In their myths and legends, the Yoruba peoples of southwestern Nigeria trace their origins to Ile-Ife, the place of creation and the throne of Oduduwa, the founder and first oba (sacred king) of the Yoruba people. With the end of fierce intertribal wars and the presence of British colonial forces in the nineteenth century, the concept of a “Yoruba” people took hold and with it the notion of Ile-Ife as the legendary cultural center of the Yoruba. From the eleventh to the fifteenth centuries the city-state of Ile-Ife was a major trade center with a highly developed political system, an ancient tradition of stone beadmaking, and the technology and artistic talent for the creation of exquisite works of art, including superb terra-cotta and bronze sculptures.
Beads of stone, terra-cotta, and bronze appear to have been the privilege of the political and religious elite; later, beaded art was also primarily associated with ritual and royal regalia. With the arrival of European glass beads, especially tiny seed beads from trade with England, a wondrous new material, rich in its range of colors and powerful in its capacity to catch and reflect light, became available for celebrating the power (ase) of sacred kings, divine spirits (orisha), and the ancestors (ara orun, “those who dwell in the spirit world”).
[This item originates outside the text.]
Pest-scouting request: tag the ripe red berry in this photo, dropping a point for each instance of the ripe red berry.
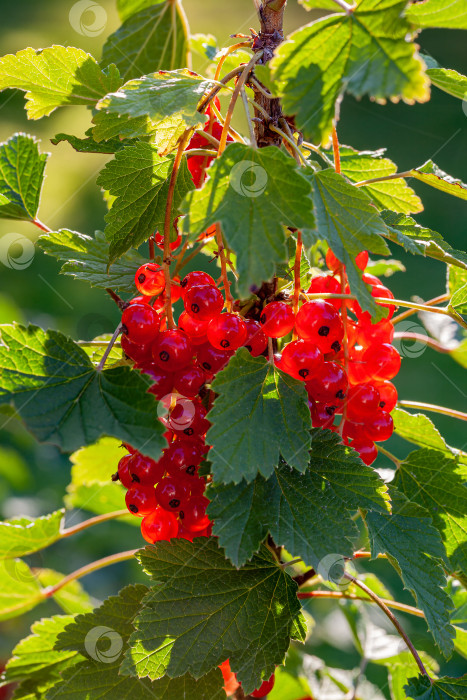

Perhaps the most impressive and powerful creation of Yoruba beaded art is the great conical crown, or adenla, with its veil covering the face of the king. The conical crown is worn only on ritual occasions during the annual cycle of festivals when the king appears in public. A large face is depicted at the front of the crown, referring to the kings who have worn the crown from the time of Oduduwa, the first king and founder of the Yoruba. Birds on the sides and peak of the crown refer to awon iya wa, “our mothers,” and the inner authority (ase) of women whose hidden power to give birth is the basis of Yoruba society. A packet of herbal medicines is placed within the crown to protect the wearer. The adenla included in the exhibition range from all-white examples (nos. 25, 27) to spectacular demonstrations of color and design celebrating the authority of the king.